Still, reacting to this news by abandoning your bond portfolio would be a poor decision.

The debate continues over whether the Fed has done the right thing in buying massive amounts of bonds. Many warned that expanding the Fed's balance sheet would lead to a dramatic rise in inflation. In 2010, a group of 43 economists published an open letter to Bernanke, saying the program should be "reconsidered and discontinued." The planned bond purchases "risk currency debasement and inflation, and we do not think they will achieve the Fed's objective of promoting employment." How did those forecasts turn out?


The inflation rate in 2011 did rise to 3.2 percent. However, in 2012 it fell back to just 2.1 percent. The first five months of 2013 have seen inflation rise at rates of just 1.6 percent, 2 percent, 1.5 percent, 1.1 percent and 1.4 percent. Over the past 12 months ending May 2013, the inflation rate was just 1.4 percent

Not only haven't we seen rising inflation, but inflation expectations are tame. We can observe that in the break-even rate of inflation between Treasury inflation-protected securities (TIPS) and nominal bonds. The current break-even rate between the 10-year nominal bond, which is yielding about 2.5 percent, and the 10-year TIPS, which is yielding about 0.5 percent, is just 2 percent. Clearly, the market is not expecting rapid inflation.

The dollar

At the end of November 2010, the trade-weighted value of the dollar was 100.7. The dollar ignored the warnings about currency debasement and actually rose slightly, ending June 21 at 102.8.

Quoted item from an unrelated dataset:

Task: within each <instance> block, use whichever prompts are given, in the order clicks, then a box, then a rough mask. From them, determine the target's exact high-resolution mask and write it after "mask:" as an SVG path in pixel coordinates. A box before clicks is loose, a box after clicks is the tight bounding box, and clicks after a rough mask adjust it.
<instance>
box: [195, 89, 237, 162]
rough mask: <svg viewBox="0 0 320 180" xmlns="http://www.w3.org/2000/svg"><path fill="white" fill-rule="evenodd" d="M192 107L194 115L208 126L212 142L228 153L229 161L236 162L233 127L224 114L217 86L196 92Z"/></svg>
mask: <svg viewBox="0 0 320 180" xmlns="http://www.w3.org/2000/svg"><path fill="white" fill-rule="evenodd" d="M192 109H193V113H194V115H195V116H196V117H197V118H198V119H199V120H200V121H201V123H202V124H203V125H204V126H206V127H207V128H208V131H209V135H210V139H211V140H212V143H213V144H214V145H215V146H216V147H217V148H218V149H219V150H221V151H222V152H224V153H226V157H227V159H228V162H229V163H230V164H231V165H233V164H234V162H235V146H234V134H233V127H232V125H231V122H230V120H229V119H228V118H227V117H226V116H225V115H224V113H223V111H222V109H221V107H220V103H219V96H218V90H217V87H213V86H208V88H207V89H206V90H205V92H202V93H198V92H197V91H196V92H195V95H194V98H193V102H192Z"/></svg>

The unemployment rate also ignored the forecasts, as it fell from 9.8 percent in November 2010 to 7.6 percent at the end of May 2013.

It's important to keep these facts in mind as you consider what to do with your bond portfolio in light of the Fed considering tapering its quantitative easing program. It was the fear that a slowdown in bond purchases might come sooner and faster than previously thought that led to a sharp sell-off in bonds after Bernanke's speech on June 19. Since then the yield on the 10-year Treasury has jumped from 2.2 percent to about 2.5 percent.

The fact that the Fed will begin tapering doesn't necessarily mean that bond investors are better off staying in cash or in very short-term investments. The current yield curve already shows that the market expects interest rates to rise. Thus, for bond investors to actually lose money, interest rates must rise faster than is already implied by the current yield curve.

Of course, history suggests that efforts to outguess the bond market are likely to fail. Consider that five years ago, the 10-year bond was yielding 4 percent! Those investors who followed the advice of forecasters calling for rising rates missed out on a large bond rally and were stuck earning almost no return while they waited to be proven correct.

The bottom line is that just as you should have ignored the doomsayers who predicted rising inflation and rising interest rates, you should ignore today's bond bears. They don't have any more of clue about where rates are going than you do.